Il 28 gennaio il presidente degli Stati Uniti Donald Trump ha reso pubblico un piano per risolvere la questione israelo-palestinese. Una soluzione a due stati, in elaborazione da giugno. Il piano prevede il riconoscimento di Gerusalemme come capitale indivisibile dello Stato di Israele che potrà annettere parti dei Territori Occupati in Cisgiordania parallelamente ad alcune concessioni territoriali. In cambio verrà riconosciuto uno Stato Palestinese che potrà stabilire la propria capitale nei quartieri arabi di Gerusalemme Est con la promessa di un’ambasciata americana e un piano di investimenti di 50 miliardi per lo sviluppo dei territori palestinesi.

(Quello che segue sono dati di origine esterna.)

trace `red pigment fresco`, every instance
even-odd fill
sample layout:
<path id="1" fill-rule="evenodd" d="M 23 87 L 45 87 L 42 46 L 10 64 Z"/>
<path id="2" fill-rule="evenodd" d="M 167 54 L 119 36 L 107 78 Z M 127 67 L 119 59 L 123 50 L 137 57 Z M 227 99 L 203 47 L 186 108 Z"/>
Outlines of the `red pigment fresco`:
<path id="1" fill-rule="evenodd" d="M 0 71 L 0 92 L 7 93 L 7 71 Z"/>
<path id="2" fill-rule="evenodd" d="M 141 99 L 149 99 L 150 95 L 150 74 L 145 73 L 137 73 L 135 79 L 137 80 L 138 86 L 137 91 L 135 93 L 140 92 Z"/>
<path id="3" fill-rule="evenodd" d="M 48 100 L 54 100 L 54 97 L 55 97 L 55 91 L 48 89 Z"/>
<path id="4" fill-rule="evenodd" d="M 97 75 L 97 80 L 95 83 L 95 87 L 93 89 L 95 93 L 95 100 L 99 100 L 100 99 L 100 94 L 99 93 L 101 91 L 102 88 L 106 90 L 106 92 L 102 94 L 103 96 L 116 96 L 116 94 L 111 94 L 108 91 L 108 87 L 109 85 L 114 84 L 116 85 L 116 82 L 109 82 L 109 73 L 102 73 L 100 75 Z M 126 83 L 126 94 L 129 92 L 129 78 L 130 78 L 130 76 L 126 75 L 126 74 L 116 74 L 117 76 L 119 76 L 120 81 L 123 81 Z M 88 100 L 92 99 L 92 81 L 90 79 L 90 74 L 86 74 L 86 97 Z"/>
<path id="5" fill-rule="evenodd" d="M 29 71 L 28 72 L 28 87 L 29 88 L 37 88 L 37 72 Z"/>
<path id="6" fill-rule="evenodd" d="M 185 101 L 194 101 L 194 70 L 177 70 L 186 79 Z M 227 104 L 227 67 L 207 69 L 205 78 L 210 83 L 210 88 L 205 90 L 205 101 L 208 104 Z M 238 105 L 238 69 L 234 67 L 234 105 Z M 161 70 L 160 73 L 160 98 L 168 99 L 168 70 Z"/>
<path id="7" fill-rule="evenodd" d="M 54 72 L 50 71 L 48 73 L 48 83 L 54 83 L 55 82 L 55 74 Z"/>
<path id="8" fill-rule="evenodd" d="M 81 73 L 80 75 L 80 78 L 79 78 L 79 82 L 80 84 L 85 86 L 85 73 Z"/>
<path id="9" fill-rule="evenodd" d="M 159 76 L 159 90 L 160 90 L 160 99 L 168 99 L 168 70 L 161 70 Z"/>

L´offerta apparentemente generosa è stata definita dallo stesso Trump come l’accordo del secolo. Un accordo che, però, si è svolto solamente in presenza dell´attuale premier israeliano, Benjamin Nethanyahu, e del suo principale competitor alle imminenti elezioni di marzo, Benny Gantz. Assente il presidente dell’ANP Maḥmūd ʿAbbās, che dal dicembre 2017 ha sospeso i rapporti diplomatici con gli USA in seguito al riconoscimento di Gerusalemme come capitale dello Stato di Israele e del trasferimento dell’ambasciata statunitense.
La ʺCittà Santaʺ delle tre grandi religioni monoteiste è tuttora rivendicata sia da Israele sia dall’Autorità Nazionale Palestinese come propria capitale. Ma Tel Aviv e Ramallah sono quelle riconosciute a livello internazionale. I conflitti armati degli ultimi tre decenni del 2000 hanno portato al riconoscimento della sovranità israeliana su Gerusalemme Ovest. Per quanto riguarda la parte orientale diverse risoluzioni ONU e il Tribunale dell’Aia hanno definito Israele come una forza occupante. Una occupazione che si è inasprita con la continua costruzione di insediamenti riservati agli israeliani a Gerusalemme Est e in Cisgiordania (vedi la mappa di Aljazeera America). Abbastanza recente (dicembre 2016) è del resto la risoluzione 2334 del Consiglio di Sicurezza dell’Onu che condannava la politica di insediamenti nei territori palestinesi definiti in seguito agli Accordi di Oslo.
I cosiddetti Confini del ´67, ovvero quelli precedenti alla Guerra dei Sei Giorni, comprendono Gerusalemme Est, la Cisgiordania e la Striscia di Gaza e sono quelli riconosciuti dalle Nazioni Unite in mancanza di altri tipi di negoziato. Un negoziato che non vede d´accordo i palestinesi non può definirsi tale: “Trump vuole imporci qualcosa che non vogliamo. Non mi resta molto da vivere e non voglio essere un traditore. Abbiamo detto no e continueremo a farlo, a qualsiasi accordo che non preveda la soluzione di due stati basata sui confini del 1967” ha dichiarato il presidente dell´ANP .
Il piano di spartizione annunciato da Trump stravolge questi confini, distribuisce in maniera sbilanciata le risorse della regione e non pone le basi per un reale processo di pacificazione. Questo per almeno due motivi: l´ostilità annunciata dall’organizzazione fondamentalista di Hamas e le conseguenze sugli attuali rapporti di forza nel Medio Oriente. Un accordo del genere, favorevole ad Israele e sostenuto da alcuni paesi sunniti come l’Arabia Saudita, metterebbe altra carne sul fuoco. Forse l´Iran non è stato ancora punzecchiato a dovere? (Qui le reazioni dei vari leader mondiali)
Secondo i malpensanti l´annuncio dell´accordo seguirebbe una tempistica squisitamente politica: in settimana la parola alla difesa nel processo per l´impeachment di Trump e a marzo le elezioni per il rinnovo del Knesset in Israele dove il presidente Nethanyahu è anche incriminato per corruzione.
Mentre migliaia di palestinesi protestano inaugurando ʺGiorni di rabbia e lotta illimitataʺ, l’ANP si appella alla Comunità internazionale per “l’immediato riconoscimento di uno Stato palestinese entro i confini del 1967 con capitale Gerusalemme est”. Particolarmente importante sarebbe il riconoscimento da parte dell’Unione Europea che non è ancora avvenuto ufficialmente. Diversi stati membri hanno già seguito l’iniziativa della Svezia, che è stata la prima tra i paesi europei a riconoscere la Palestina nel 2014. E l’Italia? Ancora no. Sebbene nel 2015 sia stato avviato un dibattito per il riconoscimento della Palestina all‘epoca la Camera dei Deputati approvò due mozioni tra loro contrastanti.